Phentermine will be the best choice for appetite suppression and energy increase while cutting. Any drug you take will have a side effect, however, phentermine seems to be on the lower end of bad sides.


----------



## meow (Nov 19, 2011)

Caffeine or  nicotine ?


----------



## sassy69 (Nov 19, 2011)

A couple things I would start with just as foundations for "how to compete"...

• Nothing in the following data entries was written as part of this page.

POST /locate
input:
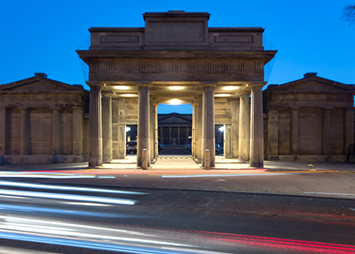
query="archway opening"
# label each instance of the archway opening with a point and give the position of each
(174, 128)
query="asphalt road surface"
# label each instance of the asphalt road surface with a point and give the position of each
(63, 218)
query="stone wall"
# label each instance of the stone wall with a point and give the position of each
(311, 119)
(42, 121)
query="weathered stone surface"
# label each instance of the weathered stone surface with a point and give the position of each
(311, 119)
(38, 115)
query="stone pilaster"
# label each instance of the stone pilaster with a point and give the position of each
(3, 131)
(244, 127)
(348, 130)
(326, 137)
(273, 132)
(24, 131)
(235, 128)
(227, 140)
(121, 141)
(143, 123)
(78, 131)
(208, 127)
(95, 127)
(256, 127)
(106, 128)
(294, 131)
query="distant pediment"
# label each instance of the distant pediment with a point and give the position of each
(174, 120)
(315, 85)
(39, 85)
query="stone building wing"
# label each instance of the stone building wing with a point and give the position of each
(310, 119)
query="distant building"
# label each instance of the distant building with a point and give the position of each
(310, 119)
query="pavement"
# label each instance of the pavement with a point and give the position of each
(314, 179)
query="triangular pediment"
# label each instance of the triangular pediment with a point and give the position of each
(313, 85)
(174, 120)
(37, 85)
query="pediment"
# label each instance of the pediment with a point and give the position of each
(174, 120)
(37, 85)
(313, 85)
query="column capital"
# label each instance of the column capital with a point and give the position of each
(94, 83)
(244, 94)
(257, 84)
(209, 84)
(144, 83)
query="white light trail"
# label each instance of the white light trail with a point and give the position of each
(68, 197)
(54, 187)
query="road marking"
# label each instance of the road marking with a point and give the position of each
(226, 175)
(327, 193)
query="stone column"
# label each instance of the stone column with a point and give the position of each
(208, 128)
(348, 130)
(152, 130)
(56, 132)
(78, 131)
(156, 141)
(244, 127)
(327, 138)
(294, 131)
(121, 130)
(273, 132)
(256, 127)
(178, 135)
(187, 134)
(24, 132)
(143, 123)
(106, 128)
(95, 127)
(235, 128)
(169, 135)
(194, 129)
(227, 140)
(3, 131)
(121, 141)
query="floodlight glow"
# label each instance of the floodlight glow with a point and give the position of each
(122, 87)
(229, 88)
(176, 87)
(175, 101)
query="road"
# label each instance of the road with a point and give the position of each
(64, 218)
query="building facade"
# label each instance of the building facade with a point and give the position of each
(176, 56)
(43, 121)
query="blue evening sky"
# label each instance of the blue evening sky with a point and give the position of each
(42, 36)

- look at your relationship w/ food -- you mention the post-show binge. I think that's standard for any competitor - you do it at least once before your realize just what it means to experience a post-show rebound. And also managing the mindset coming OUT of a show. After 12-20 weeks of focusing every hour of your existence, what you eat, how much you eat, how much you sleep, and somehow still getting thru the daily obligations of things like family, job and your general health, you do the show, and then all of a sudden, you don't have to do anything. I find it generally extremely anti-climactic and depressing. I'm lost if I don't have a diet & training program to follow. That's when I lose control and fuck myself. I do everything I can to take away the focus and associations of "reward" w/ food. The thing I look forward to the most is the post-show dinner w/ friends who I have been ignoring for the duration of my prep, not the 3 lb bag of pretzel m&ms I've been fantasizing about. I also remind myself just how shitty I feel if I start eating stuff I haven't digested in recent history. Nothing tastes as good as lean feels!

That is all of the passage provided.